Iannotti said he hasn’t heard anything from NBC and offered his praise to Colletta for being a good sport.

“I like Frank; he’s a true professional,” he said.

The idea to put a fake name on First Birthdays started years ago, when Iannotti first submitted his own name and then the names of his friends. Then he started putting through fake names that were difficult to pronounce. Eventually, he and his friend had the idea to submit names that looked harmless, but sounded slightly off color.

“We didn’t think it was going to make it through,” he said of the two names he submitted just the week before Hurricane Sandy hit.

“It aired the day Hurricane Sandy hit, and the news coverage was hot,” explained Iannotti.

Iannotti said the timing was a “perfect storm” that led to national exposure. Never did Iannotti expect that he would get into the spotlight for entering what he said were “just another two names.”

But getting recognition from McHale and Kimmel was a huge reward.

“It was, as a prankster…it was pretty unbelievable, as in just not believable,” he said with a laugh.

Iannotti has been playing pranks and jokes on his friends “since he was conscious” and credits his parents and his older brother with his sense of humor.

“We call each other and laugh every day,” he said.

Iannotti said his family’s sense of humor help them cope with what they see on a day-to-day basis at the funeral home.

“If you couldn’t laugh it would be really depressing,” said Iannotti. “It’s not a funny job… but a lot of the times the [clients] appreciate it, too.”

When he was in his teens, Iannotti began getting into pranks. He started with crank calls to places like Petco, where he told the staff that he found a shark off the coast of Goddard Park and needed an aquarium big enough for it. He put recordings of the calls on YouTube, always with the intention of getting laughs out of his friends.

Iannotti said he never means anything malicious by his pranks, it’s always just in the name of a good laugh.

“It’s all in good taste though, it’s all in good humor,” he said.

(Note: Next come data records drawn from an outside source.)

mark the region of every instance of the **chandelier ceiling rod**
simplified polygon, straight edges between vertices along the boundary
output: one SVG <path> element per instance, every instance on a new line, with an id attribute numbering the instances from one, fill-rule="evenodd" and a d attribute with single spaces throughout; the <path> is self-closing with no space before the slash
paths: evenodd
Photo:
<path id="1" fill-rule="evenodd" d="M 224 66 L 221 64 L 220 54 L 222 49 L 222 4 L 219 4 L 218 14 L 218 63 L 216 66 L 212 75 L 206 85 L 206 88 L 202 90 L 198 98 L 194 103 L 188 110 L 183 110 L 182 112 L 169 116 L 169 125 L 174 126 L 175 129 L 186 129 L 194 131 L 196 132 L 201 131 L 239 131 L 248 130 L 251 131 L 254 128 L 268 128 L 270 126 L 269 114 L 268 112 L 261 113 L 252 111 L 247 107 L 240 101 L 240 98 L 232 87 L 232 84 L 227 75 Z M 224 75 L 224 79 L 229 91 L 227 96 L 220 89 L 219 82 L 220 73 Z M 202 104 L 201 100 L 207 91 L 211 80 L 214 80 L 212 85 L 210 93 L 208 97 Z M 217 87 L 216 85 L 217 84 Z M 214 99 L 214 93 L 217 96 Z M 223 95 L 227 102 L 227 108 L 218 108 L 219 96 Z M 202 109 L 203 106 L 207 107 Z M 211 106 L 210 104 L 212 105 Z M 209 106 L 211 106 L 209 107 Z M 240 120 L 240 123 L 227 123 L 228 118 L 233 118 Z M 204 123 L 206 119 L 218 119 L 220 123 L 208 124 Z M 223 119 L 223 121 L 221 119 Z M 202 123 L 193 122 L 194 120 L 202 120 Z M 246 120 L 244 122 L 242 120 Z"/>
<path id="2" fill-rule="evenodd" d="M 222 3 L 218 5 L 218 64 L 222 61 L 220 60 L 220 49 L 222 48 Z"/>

In the past, Iannotti has submitted several silly Craig’s List posts to Jay Leno. Although he saw similar jokes run on The Tonight Show, he never got any credit. Iannotti said it’s been fun and exciting to get credit for the silly things he’s been working on for 10 years.

In addition to his most recent prank, Iannotti performs stand-up comedy at the Comedy Connection, records comedic music with his friends and even has a fake account on Plenty of Fish, an online dating website.

“He is extremely popular,” said Iannotti of his fictional identity on the dating site.

Iannotti also recently campaigned for Mayor of West Warwick, an elected office that doesn’t exist. The 23-year-old posted signs throughout the town that read “Rob Iannotti for Mayor. I look good in a suit!”

Iannotti said the “campaign” was satirical.

“People don’t know who they really vote for,” he said. The “I look good in a suit” pitch was a commentary on the current workings of politics. “If you look the part, people usually vote for you without even knowing anything about you,” he said.

Ironically, Iannotti was voted “Best Dressed” at Toll Gate for his choice to wear formal attire every so often.

Iannotti’s family and friends think the recognition he’s received from his pranks is great, though he’s careful to keep it separate from his work as an embalmer and funeral director. Since it’s the family business, Iannotti has been surrounded by death since he was a child, living above the funeral home for years and starting in the business at the age of 13. Humor, he said, is what makes life bearable.

“If you can’t laugh at yourself, then life’s going to be long,” he said.

Iannotti said he plans to continue on the prankster path and has his sights set on a prank that involves the Today Show’s 100th birthday announcements.

Although he said he loves working for the family business, Iannotti’s ultimate goal is to host a game show.

“That’s the dream,” he said. “I haven’t woken up yet.”